Feryatlı bölüm: Aldattı, ihanet etti. Feryatlı anne. Valide feryadı. Bir karanlığa girdi de yok oldu sanki. Rezil, tuh. Ahlaksız. Ahlak nedir dedin ve kandırdın beni. Karıncaları öperdin, parmaklarında gezdirirken şekilden şekle girerdi yüzün, hain. Tüm o Tanrı güzellemelerin, efsunlu sözlerin yalan, yalan. Tuh. Bana sarılıyor. Ağlıyor annem. Kokusu gitmemiş adamın, içim huzurla doluyor. Saçını başını yolunca peruğu düşüyor annemin. Bana bir aynaymışım, bir karıncaymışım ya da yokmuşum gibi bakıyor. Boşluğa doğru uzatıyor ellerini, gülümsüyor. Yanık kafasını okşuyor sonra. Ağlıyor. Günahın ücreti ölümdür, peh. Beylik sözler. Çetin annemin avuçlarında geziyor, yanık kafasında, kıl köklerinde dolaşıyor. Güzel, diyor, annen güzel.

 

Ölümlü bölüm: Ağzımı temizledi annem.
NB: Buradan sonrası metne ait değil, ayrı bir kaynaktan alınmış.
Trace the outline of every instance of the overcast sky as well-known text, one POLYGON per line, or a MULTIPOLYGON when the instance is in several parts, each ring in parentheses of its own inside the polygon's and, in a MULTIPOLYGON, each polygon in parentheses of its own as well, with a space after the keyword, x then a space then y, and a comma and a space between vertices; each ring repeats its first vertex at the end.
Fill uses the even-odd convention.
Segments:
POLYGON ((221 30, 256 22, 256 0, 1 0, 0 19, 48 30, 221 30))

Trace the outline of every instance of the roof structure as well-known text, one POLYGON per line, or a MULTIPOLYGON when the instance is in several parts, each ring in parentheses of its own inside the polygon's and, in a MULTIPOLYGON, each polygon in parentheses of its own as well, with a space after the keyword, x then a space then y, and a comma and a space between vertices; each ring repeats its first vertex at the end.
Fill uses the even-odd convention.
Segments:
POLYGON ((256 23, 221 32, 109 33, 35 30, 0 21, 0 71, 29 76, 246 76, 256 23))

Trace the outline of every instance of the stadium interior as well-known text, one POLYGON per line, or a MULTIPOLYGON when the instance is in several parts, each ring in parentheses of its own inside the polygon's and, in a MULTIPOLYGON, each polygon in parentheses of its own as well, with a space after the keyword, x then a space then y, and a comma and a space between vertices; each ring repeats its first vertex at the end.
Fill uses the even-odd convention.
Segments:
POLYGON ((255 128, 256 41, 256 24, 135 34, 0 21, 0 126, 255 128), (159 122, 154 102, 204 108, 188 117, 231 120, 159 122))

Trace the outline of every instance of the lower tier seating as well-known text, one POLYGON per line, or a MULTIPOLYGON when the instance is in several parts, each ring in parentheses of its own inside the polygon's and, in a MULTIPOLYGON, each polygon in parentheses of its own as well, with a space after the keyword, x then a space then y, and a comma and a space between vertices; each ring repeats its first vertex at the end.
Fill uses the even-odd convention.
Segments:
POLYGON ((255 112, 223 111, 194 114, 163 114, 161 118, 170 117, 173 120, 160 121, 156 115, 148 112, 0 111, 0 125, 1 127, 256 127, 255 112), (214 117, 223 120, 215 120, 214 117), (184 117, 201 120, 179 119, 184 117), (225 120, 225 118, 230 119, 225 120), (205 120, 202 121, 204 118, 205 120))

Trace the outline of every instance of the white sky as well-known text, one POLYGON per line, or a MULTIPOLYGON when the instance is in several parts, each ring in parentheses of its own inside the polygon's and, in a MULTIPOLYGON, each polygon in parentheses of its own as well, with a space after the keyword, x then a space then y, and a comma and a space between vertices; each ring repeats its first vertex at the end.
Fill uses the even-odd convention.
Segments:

Nemli bir bezle alnımı sildi, ateşim var. Bir şey yiyemedim günlerdir. Çetin, anneme sarılıyor. Öfkeliyim. Annemi bırak Çetin, böyle konuşmamıştık. Kokusunu içine çekiyor kadının. Derin nefes aldıkça göğsüme oturuyor kokusu ölümün. Az kaldı, biliyorum. Gözlerim çöktü. Adamı özledim. Göremiyorum Çetin, söylesene adam nerede? Gülümsüyor. Ellerim tutmuyor. Bıçak tutuşturuyor onlara Çetin. Sıcacık. Elleri Çetin’in ısıtmış metali. Sapla, diyor, getirdim anneni. Eziyet edeni, bize, sana ve bana acı çektireni getirdim. Sok bıçağı, hayır, hayır, olmaz Çetin. Annem o, beni gün gün öldüren. Üstüme atılan anne bluzu, kokusu ve yanığı yağın, adamın, Çetin’in, yaşamanın.

 

Zulümlü bölüm: Bir şey anlamaz, diyor annem. Mal bu, geri zekalı, moron, yaşama israfı. Boş ver onu sevgilim. Üstüme tükürmeleri ikilinin. Çetin’in öfkesi. İşemesi hatta adamın. Ağzımdaki köpüklere karışması ürik asidin. Gülümsemeleri ikilinin. Öfkesi Çetin’in. Baldırlarında dolaşması annemin, adamın. Kafasındaki güneş gözlüklerinin kırılması. Ellerindeki sarı poşetlerin alev alması. Bebek arabasındaki bebeğin kımıldanan minik ayaklarının koparak yere dilimlenmesi. Zulümler ve bebekler.

 

Çetin’i sevmeli bölüm: Bir mezar kazdı adam, içine fırlattı gövdemi. Zaten et parçası kalmış bu, bir ölü balık kadar kalmış anca. Toprak atıyor üstüme. Çetin gülümsüyor. Biraz toprağı kazdı, nefes alabiliyorum. Ne edeceğiz Çetin, nasıl kurtulacağız? Işıkları sönüyor evin, gölgeleri annemin ve adamın birbirine karışıyor. Onu sevmiyorum, diyor annem. Onu sevmem. Sevemem. Adam, boş ver, diyor. Elimden tutup kaldırıyor Çetin. Sarılıyor, tozları, kirleri temizliyor, ağzıyla geziniyor vücudumda, tükürüp atıyor lekeleri. Adamı seviyorum.

 

Öpmeli bölüm: Annem mezarımın başında. Ağlıyor, birkaç bölüm önceki feryatlar. Aldattı, ihanet etti. Feryatlı anne. Valide feryadı. Bir karanlığa girdi de yok oldu sanki. Rezil, tuh. Ahlaksız. Hâlâ aynı yerde annem. Kalk, diyor adam. Boş ver, değmezdi zaten. Çetin, anneme sarılıyor. Kokusunu içine çekiyor. Adam ağzımı öpüyor. Gülümsüyorum.